First, I want to say that just because I was sexually harassed along the route doesn’t mean you should not hike the GET alone. There are always inherent risks while hiking alone, sexual harassment is one of them. I’ve been sexually harassed on the Pacific Crest Trail too. Women are sexually harassed everywhere, it’s something we live with -day to day for some. But this doesn’t mean we can’t do something about it, so Brett is looking into changing the route away from the farm.
Ladies, don’t be afraid to hike alone! Carry pepper spray if it makes you feel better. But most likely you’ll never use it because most people are good. Ranchers, ATVers, hunters, cowboys, store owners, miners, and weekend warriors have taken care of me.
Ray Tavizon, deputy sheriff of Grant County invited me to his fire when it was snowing. Jeanette from the Winston general store gave me pepper spray, a miner paid for my meal, a truck driver gave me half of his sandwich, some folks in Monticello Box Canyon gave me apples and hard boiled eggs!
I have a lot to pay forward after this hike!
For the most part people will be intrigued and inspired by you, and they will open their hearts. Over time you’ll be able to pick out the opportunists. The more I travel alone, the better my “street smarts.”
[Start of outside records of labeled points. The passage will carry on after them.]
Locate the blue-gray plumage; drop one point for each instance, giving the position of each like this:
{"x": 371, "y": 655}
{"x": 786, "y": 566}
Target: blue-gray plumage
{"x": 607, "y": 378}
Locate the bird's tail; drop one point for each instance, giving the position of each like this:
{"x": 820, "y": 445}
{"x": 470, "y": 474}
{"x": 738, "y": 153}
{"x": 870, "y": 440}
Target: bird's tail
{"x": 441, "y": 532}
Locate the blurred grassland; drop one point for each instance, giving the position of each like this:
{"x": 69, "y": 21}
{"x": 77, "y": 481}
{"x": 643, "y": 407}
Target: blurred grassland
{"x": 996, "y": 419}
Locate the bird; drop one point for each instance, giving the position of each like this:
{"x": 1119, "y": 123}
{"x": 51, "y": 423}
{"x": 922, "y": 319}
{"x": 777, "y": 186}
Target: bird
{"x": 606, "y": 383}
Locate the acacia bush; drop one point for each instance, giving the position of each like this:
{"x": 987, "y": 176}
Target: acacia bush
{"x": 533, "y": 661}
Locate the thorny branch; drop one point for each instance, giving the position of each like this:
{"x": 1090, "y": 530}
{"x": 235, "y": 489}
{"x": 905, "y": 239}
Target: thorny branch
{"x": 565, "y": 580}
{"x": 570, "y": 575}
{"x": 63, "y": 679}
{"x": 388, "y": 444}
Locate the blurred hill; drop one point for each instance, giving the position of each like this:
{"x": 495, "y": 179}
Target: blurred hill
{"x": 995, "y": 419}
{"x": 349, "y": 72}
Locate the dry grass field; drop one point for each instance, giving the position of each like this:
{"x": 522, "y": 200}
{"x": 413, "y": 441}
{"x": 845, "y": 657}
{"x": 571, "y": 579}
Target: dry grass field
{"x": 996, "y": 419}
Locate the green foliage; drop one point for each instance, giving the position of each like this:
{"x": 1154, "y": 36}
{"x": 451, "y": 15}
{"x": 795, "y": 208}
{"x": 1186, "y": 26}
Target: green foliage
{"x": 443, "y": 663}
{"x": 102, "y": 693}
On that note, hiking solo is a rich experience. While I enjoy reflecting with others, hiking and talking at the same time stresses me out. I need to be focused on my surroundings to get the full effect of walking in the wilderness. That’s why we’re out here yeah?
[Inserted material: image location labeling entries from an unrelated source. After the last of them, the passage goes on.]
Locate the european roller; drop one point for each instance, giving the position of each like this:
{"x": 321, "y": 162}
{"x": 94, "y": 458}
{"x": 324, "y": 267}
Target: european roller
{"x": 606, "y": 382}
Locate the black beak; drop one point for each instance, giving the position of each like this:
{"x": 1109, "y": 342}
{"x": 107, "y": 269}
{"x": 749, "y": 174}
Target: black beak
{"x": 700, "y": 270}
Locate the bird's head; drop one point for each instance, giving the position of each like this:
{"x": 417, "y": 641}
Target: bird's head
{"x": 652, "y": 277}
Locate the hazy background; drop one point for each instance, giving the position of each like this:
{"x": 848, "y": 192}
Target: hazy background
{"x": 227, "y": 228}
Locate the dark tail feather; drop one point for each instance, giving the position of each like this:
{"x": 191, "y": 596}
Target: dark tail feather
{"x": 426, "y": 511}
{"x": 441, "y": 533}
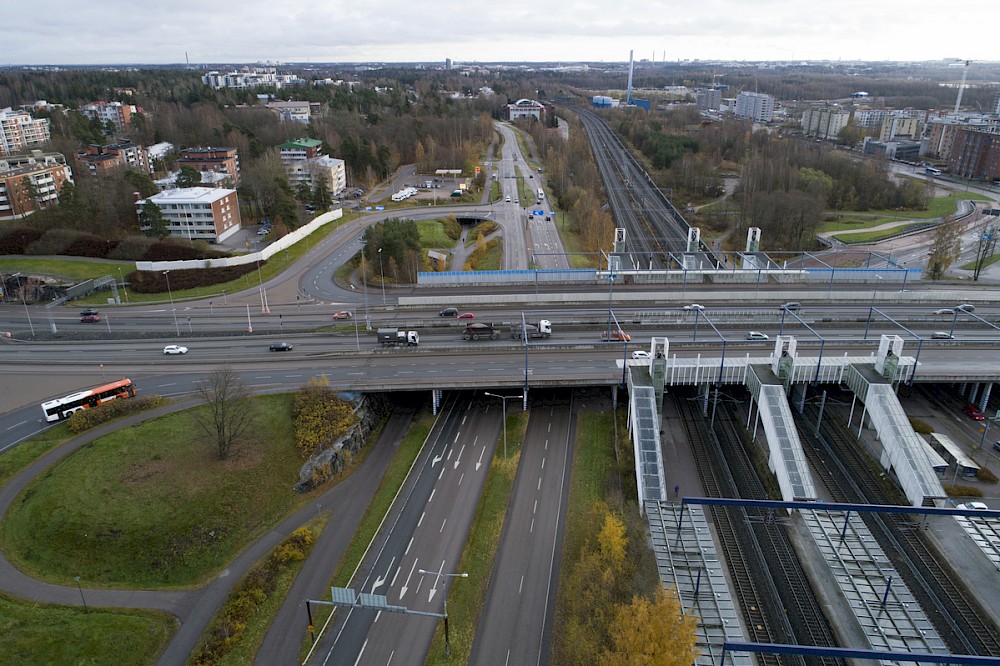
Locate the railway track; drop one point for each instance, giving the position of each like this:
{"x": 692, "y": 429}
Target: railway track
{"x": 851, "y": 476}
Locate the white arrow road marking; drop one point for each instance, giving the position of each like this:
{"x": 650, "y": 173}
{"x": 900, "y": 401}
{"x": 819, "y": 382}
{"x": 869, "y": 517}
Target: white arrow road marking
{"x": 379, "y": 582}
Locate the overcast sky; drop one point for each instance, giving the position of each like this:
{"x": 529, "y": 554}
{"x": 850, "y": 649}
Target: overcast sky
{"x": 147, "y": 31}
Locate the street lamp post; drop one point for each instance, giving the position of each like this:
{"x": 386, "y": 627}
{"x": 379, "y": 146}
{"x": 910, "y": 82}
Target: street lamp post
{"x": 438, "y": 575}
{"x": 381, "y": 273}
{"x": 172, "y": 309}
{"x": 503, "y": 400}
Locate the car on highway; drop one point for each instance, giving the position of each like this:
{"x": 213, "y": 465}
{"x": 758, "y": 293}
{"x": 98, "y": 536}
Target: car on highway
{"x": 973, "y": 412}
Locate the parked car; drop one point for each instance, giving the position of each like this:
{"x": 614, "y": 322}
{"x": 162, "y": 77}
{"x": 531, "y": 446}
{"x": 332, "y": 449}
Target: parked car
{"x": 973, "y": 412}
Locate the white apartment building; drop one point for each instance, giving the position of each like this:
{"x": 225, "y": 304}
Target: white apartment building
{"x": 197, "y": 213}
{"x": 19, "y": 131}
{"x": 824, "y": 123}
{"x": 755, "y": 106}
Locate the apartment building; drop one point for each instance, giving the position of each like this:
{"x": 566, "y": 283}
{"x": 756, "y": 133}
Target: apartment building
{"x": 824, "y": 123}
{"x": 197, "y": 213}
{"x": 99, "y": 160}
{"x": 224, "y": 161}
{"x": 31, "y": 182}
{"x": 755, "y": 106}
{"x": 116, "y": 113}
{"x": 975, "y": 153}
{"x": 19, "y": 131}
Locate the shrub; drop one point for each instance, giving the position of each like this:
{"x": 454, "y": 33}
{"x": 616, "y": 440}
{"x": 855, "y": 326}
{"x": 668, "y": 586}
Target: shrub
{"x": 85, "y": 419}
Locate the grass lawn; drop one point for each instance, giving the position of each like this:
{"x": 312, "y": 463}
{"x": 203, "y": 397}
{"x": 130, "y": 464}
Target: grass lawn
{"x": 872, "y": 236}
{"x": 41, "y": 634}
{"x": 151, "y": 506}
{"x": 406, "y": 453}
{"x": 432, "y": 234}
{"x": 466, "y": 597}
{"x": 14, "y": 460}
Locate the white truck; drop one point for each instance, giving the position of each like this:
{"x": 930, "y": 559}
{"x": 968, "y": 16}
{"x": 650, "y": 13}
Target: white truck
{"x": 543, "y": 329}
{"x": 393, "y": 337}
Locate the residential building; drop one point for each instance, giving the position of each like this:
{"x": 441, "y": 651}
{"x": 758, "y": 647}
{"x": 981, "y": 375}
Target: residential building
{"x": 19, "y": 131}
{"x": 31, "y": 182}
{"x": 116, "y": 113}
{"x": 197, "y": 213}
{"x": 251, "y": 78}
{"x": 755, "y": 106}
{"x": 824, "y": 123}
{"x": 525, "y": 108}
{"x": 299, "y": 150}
{"x": 294, "y": 111}
{"x": 975, "y": 154}
{"x": 225, "y": 161}
{"x": 99, "y": 160}
{"x": 709, "y": 99}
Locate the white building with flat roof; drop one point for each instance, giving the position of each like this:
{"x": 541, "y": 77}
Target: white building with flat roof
{"x": 197, "y": 213}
Especially on a route like this; a route with obscure junctions, no trail or overgrown trail, no GET blazes… I constantly scan the landscape for route indicators-drainages, washes, saddles, clearings through trees, canyons, stock paths, footprints, cairns, saw cut tree blazes, animal poop (indicating water), and sometimes blue flagging tape Brett has tied to something. (When I’m exhausted, I hallucinate blue flagging tape)
I often walk with my maps and compass in hand and refer to them compulsively. I’ve been using that logical part of my brain, Hey! still got it baby!
This hike has given me perspective, that there is way more to long distance hiking than following a well-defined path.